Publicado en el diario “El Universal” de Caracas. Sábado 11 de enero de 2003
En un artículo que escribí en esta columna en diciembre de 1999 narraba un episodio que viene al caso en los actuales momentos. En un encuentro celebrado en octubre de 1998 con un grupo empresarios se le planteó a Hugo Chávez, entonces candidato a la presidencia, la preocupación que existía sobre unos planteamientos de extrema izquierda que éste había hecho en la Universidad de la Habana, poco tiempo después de haber sido liberado de la cárcel gracias al indulto del presidente Caldera. En su respuesta él planteó que había que entender las excepcionales circunstancias por las que estaba atravesando en el momento en que expresó esas ideas radicales, pero que con el tiempo él había recapacitado y rectificado, lo cual era humano y comprensible. Para dar soporte a su planteamiento, se refirió a las profundas diferencias que surgen al comparar al Simón Bolívar con visos de caudillo radical e intransigente de 1813, cuando dictó el Decreto de Guerra a Muerte, con el estadista centrado y maduro del Congreso de Angostura de 1819. Entonces concluyó Chávez, “si un hombre de la talla de El Libertador pudo cambiar en forma tan radical, ¿por qué no lo puedo hacer yo?”.
Es apropiado recordar esa anécdota, ya que en la convulsionada Venezuela de hoy lo que se necesita es a un estadista que maneje eficientemente la crisis dramática en que estamos inmersos, a los fines de evitar el colapso del país y el enfrentamiento estéril, sangriento y devastador al que nos acercamos cada vez con mayor velocidad.

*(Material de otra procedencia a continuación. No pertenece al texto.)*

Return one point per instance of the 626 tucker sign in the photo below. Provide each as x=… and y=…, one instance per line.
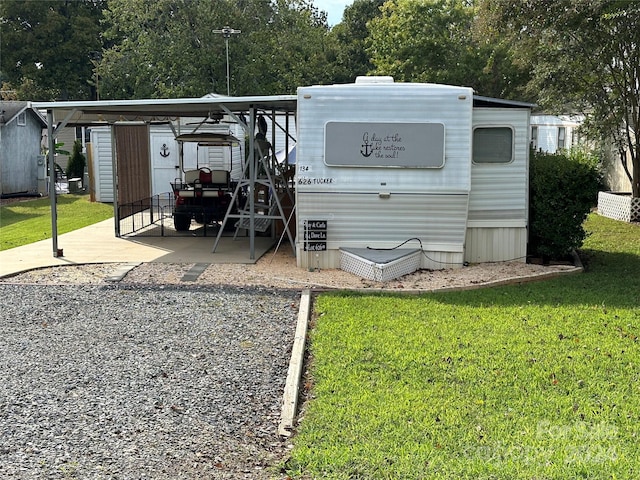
x=315, y=235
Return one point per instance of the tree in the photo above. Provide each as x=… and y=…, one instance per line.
x=77, y=161
x=164, y=48
x=435, y=41
x=351, y=37
x=46, y=47
x=584, y=55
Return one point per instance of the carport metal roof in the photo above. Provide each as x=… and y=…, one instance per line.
x=160, y=110
x=88, y=113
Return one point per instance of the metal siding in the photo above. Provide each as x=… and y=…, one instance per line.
x=499, y=191
x=429, y=204
x=365, y=220
x=102, y=168
x=403, y=103
x=496, y=245
x=19, y=155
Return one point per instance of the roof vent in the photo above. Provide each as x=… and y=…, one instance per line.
x=374, y=79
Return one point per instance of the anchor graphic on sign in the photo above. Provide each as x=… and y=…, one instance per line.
x=367, y=149
x=164, y=151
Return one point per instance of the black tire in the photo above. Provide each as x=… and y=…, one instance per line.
x=181, y=221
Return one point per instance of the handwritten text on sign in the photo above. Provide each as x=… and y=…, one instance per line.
x=382, y=144
x=315, y=235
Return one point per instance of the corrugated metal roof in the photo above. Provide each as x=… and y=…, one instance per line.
x=480, y=101
x=161, y=110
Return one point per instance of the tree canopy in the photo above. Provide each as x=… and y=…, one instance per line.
x=435, y=41
x=584, y=56
x=47, y=47
x=165, y=48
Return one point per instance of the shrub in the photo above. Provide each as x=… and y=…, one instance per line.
x=562, y=191
x=77, y=161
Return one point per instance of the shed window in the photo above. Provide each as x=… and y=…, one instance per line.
x=534, y=138
x=562, y=134
x=492, y=145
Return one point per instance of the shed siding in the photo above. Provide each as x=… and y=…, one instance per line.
x=102, y=164
x=19, y=155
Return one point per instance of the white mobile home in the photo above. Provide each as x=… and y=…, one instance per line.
x=551, y=133
x=382, y=164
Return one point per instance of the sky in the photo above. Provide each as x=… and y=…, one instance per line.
x=334, y=9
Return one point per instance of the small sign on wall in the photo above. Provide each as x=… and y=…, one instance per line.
x=315, y=235
x=384, y=144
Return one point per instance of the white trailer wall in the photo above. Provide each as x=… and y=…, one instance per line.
x=383, y=204
x=498, y=203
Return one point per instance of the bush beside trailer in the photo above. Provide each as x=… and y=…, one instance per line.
x=383, y=164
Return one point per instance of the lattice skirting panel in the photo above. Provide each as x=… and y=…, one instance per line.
x=380, y=266
x=619, y=207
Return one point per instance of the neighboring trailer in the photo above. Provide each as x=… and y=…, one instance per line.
x=382, y=165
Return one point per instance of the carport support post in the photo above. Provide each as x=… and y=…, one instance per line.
x=52, y=183
x=252, y=182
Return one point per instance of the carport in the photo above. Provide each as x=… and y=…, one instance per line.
x=243, y=110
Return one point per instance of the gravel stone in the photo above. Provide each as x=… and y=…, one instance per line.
x=105, y=381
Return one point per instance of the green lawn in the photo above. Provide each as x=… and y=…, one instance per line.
x=539, y=381
x=29, y=221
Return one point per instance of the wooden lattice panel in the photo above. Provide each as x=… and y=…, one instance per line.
x=380, y=266
x=619, y=207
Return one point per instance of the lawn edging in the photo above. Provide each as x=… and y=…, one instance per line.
x=294, y=374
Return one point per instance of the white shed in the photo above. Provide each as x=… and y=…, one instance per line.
x=381, y=165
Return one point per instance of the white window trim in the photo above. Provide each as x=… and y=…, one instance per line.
x=513, y=144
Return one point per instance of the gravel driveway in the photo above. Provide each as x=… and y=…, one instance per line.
x=142, y=382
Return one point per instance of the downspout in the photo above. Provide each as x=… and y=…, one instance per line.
x=52, y=185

Es ese estadista el que tiene que liderar un proceso de negociación efectivo y con un criterio de tolerancia y apertura, a los fines de que las partes encontradas consigan una salida a la crisis.
Por el contrario, lo que menos necesitamos es a un caudillo tozudo y contumaz, cuya intolerancia y obstinación elimine toda posibilidad de acuerdo, pues ello a lo que nos llevaría es al desastre y al caos, haciendo imposible el disfrute de los derechos y las libertades que todos debemos gozar.
De allí que se haga imperativo que el presidente Chávez, al igual que El Libertador, cambie para bien del país, dejando atrás la condición de caudillo revolucionario intemperante, para transformarse en el estadista con la templanza requerida para solventar una crisis de la dimensión, gravedad y apremio como la que tenemos.
Ese cambio es una condición de base para que nuestro presidente pueda cumplir el mandato expreso que le estipula la Constitución en su artículo 232, según el cual, está obligado a procurar la garantía de los derechos y libertades de los venezolanos, así como la integridad de la República. Por el camino que vamos no sólo no se podrán resguardar esos derechos y libertades, sino que también se está poniendo en juego la integridad del país.
Es la hora de que predomine la sensatez, la racionalidad y la tolerancia, por encima de la intransigencia, la inflexibilidad y el sectarismo. Toda la nación así lo exige.